LET’S foster our need for renewal. Let’s not take it for granted. Nor
should we just mindlessly hitch it to some automatic mechanism brought about by
social or economic forces, or by some cultural, fashion or temporal trends.
Let’s do it intentionally, making use of both human and supernatural means,
because this is what is proper to us as persons and as children of God. We have
to realize that this need is constant and will last till the end of life.
The new year should be a good occasion to remind ourselves of this duty. Though
the shift from the old to the new is merely conventional, it is still useful to
pause at this time to take stock of things in our life, making a review and
examination of some sort, and to set goals.
For this, of course, we need to be clear of who we are and what we are supposed
to accomplish. This means that some core beliefs have to be set in place.
Otherwise we would be clodding aimlessly in an intractable wilderness.
One problem we can immediately notice is that many people do not anymore bother
about such things as core beliefs, creeds or faith. They even mock this matter.
Some have gone to the level of indifference, scepticism, agnosticism and
atheism.
The more practical-minded just rely on the attitude of “what comes naturally,’
or at best, on some philosophies and ideologies that in their turn only capture
some portions of human concerns.
It’s a complex situation. But in any event, let’s just hope that the
unmistakable need to renew oneself can also clarify the issue of core beliefs
that hound all of us. We actually cannot escape from this, in spite of those
who say otherwise.
These past holidays have given me another fresh insight about this need for
renewal. Together with the festivities associated with Christmas and the New
Year, I also joined in the renewal of marriage vows of two couples—one after 60
years, and the other after 25 years—and the pledge of change of life while
visiting prisoners.
The three events drew different crowds and generated different atmospheres, and
yet there was one common element that bound them together. In spite of the time
that has passed and the still many uncertainties that the future can bring, the
parties involved want to renew.
The diamond jubilarians want to make their love sealed for eternity. The silver
jubilarians wish their love to grow strong and ever young as they still have a
lot of territory to traverse in life. The prisoners want to change to normal
life.
This wish to change, to keep on going, to reach the perfection and fulfilment
of human aspirations is what fuels our need for renewal. It’s just in the way
we are that while we are always bound to a certain place and time, we are also
in constant motion, as if in a journey.
This is an aspect of life that we should take more seriously. For it, we need
to be prepared and appropriately trained. That’s why the most basic attitude to
develop is that of having to begin and begin again. In this life, while we tend
to reach certain goals, we can never attain the ultimate one.
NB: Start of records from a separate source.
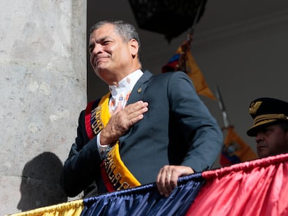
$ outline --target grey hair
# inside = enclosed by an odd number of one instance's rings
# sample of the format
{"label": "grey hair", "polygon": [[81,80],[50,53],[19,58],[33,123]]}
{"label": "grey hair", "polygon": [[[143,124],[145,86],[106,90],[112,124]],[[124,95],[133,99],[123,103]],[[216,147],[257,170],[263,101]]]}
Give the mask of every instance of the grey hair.
{"label": "grey hair", "polygon": [[138,32],[135,26],[131,24],[125,22],[123,20],[103,20],[98,22],[91,27],[90,29],[90,34],[91,34],[96,29],[107,24],[111,24],[114,26],[115,32],[120,35],[124,42],[127,43],[132,39],[134,39],[138,42],[139,47],[138,51],[138,58],[140,60],[141,44],[139,35],[138,35]]}

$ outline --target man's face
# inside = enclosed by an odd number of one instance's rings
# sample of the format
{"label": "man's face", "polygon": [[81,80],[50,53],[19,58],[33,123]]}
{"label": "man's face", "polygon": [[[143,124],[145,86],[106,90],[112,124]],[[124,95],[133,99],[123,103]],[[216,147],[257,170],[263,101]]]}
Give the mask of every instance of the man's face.
{"label": "man's face", "polygon": [[95,74],[109,85],[118,83],[133,71],[132,56],[136,51],[131,45],[133,42],[135,40],[125,43],[110,24],[90,34],[90,62]]}
{"label": "man's face", "polygon": [[262,128],[256,135],[256,142],[259,158],[288,152],[288,133],[279,124]]}

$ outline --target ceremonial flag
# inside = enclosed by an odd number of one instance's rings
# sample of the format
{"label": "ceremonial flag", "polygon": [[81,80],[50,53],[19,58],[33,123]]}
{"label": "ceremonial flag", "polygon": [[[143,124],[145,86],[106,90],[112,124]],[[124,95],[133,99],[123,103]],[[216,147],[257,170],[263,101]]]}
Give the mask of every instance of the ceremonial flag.
{"label": "ceremonial flag", "polygon": [[258,158],[251,148],[234,131],[233,126],[230,126],[225,129],[227,129],[227,135],[220,158],[220,164],[222,166],[229,166]]}
{"label": "ceremonial flag", "polygon": [[178,48],[168,63],[162,67],[162,73],[177,71],[185,72],[192,80],[198,94],[214,100],[216,97],[209,88],[190,51],[191,41],[191,35],[189,34],[189,39]]}
{"label": "ceremonial flag", "polygon": [[180,177],[168,197],[155,183],[10,216],[288,215],[288,153]]}

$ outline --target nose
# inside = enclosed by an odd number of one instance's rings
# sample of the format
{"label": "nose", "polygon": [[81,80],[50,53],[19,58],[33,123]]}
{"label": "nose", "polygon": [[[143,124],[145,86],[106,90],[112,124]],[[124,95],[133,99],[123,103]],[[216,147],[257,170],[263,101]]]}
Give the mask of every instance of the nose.
{"label": "nose", "polygon": [[93,56],[96,56],[97,53],[102,51],[102,46],[99,44],[95,43],[93,47],[90,50],[90,55]]}
{"label": "nose", "polygon": [[257,143],[260,141],[262,141],[263,140],[263,133],[258,132],[256,134],[255,139],[256,139],[256,142],[257,142]]}

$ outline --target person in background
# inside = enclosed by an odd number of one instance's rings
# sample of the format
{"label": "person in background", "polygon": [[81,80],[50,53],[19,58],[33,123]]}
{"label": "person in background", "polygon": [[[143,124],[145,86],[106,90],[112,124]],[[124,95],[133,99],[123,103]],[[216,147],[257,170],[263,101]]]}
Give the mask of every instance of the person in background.
{"label": "person in background", "polygon": [[88,103],[61,174],[69,197],[91,184],[104,193],[156,181],[168,197],[178,178],[210,169],[223,134],[182,72],[142,68],[135,27],[102,21],[90,29],[90,62],[109,92]]}
{"label": "person in background", "polygon": [[288,152],[288,103],[262,97],[253,101],[249,113],[254,120],[247,135],[255,137],[259,158]]}

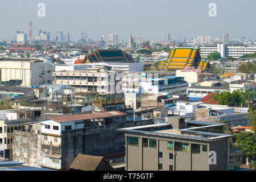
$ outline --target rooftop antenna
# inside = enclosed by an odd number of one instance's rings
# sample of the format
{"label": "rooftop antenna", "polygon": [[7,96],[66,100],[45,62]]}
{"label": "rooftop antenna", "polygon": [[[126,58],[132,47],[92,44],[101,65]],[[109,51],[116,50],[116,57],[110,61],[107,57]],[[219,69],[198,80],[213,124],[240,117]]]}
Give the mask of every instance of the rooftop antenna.
{"label": "rooftop antenna", "polygon": [[95,32],[96,32],[96,41],[97,42],[97,5],[96,5],[96,29],[95,29]]}
{"label": "rooftop antenna", "polygon": [[67,42],[70,42],[70,7],[68,7],[67,10],[67,26],[68,26],[68,33],[67,33]]}
{"label": "rooftop antenna", "polygon": [[30,86],[32,86],[32,14],[31,20],[29,22],[29,40],[30,40]]}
But instead of not doing anything about it, what we need to do is to continue,
without let up, having to begin and begin again. This is a practical law of
life that we should apply in our daily affairs.
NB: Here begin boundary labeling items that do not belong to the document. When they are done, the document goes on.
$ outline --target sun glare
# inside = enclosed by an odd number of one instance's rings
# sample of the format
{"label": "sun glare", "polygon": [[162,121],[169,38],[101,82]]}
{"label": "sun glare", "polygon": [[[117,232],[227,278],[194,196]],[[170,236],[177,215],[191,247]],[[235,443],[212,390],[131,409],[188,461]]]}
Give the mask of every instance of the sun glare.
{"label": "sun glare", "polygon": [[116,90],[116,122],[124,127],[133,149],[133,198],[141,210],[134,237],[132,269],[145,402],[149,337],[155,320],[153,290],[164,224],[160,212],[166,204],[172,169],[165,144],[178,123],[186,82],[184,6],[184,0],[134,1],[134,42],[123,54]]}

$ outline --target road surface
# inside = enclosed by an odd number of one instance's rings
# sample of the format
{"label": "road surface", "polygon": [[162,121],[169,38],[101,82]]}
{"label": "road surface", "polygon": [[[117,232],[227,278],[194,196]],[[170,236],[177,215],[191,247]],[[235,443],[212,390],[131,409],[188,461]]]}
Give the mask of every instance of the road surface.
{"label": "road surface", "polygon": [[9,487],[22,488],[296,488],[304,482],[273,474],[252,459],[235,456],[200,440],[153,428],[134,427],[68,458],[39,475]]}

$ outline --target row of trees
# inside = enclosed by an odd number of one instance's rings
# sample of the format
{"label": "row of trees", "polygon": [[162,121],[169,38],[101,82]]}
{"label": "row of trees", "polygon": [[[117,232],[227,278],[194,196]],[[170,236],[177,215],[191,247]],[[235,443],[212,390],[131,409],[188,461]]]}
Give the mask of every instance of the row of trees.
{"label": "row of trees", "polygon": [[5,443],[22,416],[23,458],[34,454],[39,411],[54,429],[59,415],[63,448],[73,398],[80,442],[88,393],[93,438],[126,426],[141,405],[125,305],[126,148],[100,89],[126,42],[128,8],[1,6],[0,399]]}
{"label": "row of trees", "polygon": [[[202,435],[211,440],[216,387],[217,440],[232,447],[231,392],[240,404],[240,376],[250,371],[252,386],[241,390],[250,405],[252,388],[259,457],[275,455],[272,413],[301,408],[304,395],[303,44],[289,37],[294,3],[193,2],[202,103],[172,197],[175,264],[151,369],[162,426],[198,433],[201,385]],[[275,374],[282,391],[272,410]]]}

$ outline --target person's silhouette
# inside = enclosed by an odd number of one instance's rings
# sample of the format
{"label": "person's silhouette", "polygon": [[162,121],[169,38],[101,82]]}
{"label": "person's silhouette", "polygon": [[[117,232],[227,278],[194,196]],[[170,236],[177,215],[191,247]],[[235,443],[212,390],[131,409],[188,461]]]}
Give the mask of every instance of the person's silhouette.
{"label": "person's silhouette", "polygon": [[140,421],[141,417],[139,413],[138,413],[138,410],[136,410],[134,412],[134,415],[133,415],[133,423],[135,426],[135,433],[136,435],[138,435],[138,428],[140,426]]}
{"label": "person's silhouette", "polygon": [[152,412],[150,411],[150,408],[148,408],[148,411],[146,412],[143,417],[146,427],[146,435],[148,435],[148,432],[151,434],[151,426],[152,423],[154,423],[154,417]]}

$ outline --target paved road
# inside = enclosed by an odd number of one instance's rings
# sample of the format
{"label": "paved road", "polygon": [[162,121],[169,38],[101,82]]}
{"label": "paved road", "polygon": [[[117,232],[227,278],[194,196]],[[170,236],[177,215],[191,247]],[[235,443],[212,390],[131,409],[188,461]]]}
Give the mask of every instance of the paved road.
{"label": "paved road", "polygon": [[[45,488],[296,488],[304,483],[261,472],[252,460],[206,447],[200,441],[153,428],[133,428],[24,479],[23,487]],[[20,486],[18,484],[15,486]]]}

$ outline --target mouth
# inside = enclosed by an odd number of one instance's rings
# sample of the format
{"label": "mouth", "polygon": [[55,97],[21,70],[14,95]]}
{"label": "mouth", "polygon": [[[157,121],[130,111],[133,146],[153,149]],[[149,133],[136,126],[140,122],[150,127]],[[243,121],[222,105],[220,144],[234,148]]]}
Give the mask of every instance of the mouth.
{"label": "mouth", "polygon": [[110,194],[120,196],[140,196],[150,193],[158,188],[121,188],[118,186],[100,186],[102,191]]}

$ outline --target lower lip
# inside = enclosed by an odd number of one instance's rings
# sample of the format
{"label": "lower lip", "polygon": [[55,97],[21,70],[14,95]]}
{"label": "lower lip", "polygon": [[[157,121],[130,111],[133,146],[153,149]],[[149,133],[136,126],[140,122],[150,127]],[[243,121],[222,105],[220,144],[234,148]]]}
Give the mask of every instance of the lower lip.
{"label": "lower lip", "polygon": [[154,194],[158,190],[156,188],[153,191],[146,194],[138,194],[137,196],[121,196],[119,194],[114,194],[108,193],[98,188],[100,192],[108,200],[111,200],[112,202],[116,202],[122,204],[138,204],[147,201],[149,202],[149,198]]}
We need it, first of all, when we may have committed a mistake. We can always
begin again, because even if we have to contend with the consequences of our
mistakes, we can always count on the power of atonement and reparation that
always produces beautiful effects.
We have to begin and begin again because we are also subject to our continuing
tendency to be lukewarm. That’s an undeniable condition we have to
contend everyday.
And lastly, we have to begin and begin again because in spite of our best
efforts, our ultimate goal to be with God forever always beckons us. Thus, in
the Book of Revelation, we read the relevant passage: “He that is holy, let him
be sanctified still.” (22,11)
This attitude of having to begin and begin again makes the need for constant
renewal attainable, and not left simply as a mere desire. It keeps us going,
fanning the love that is at the core of our being, until that love gets
consummated when with God, we will always be new, never to grow old.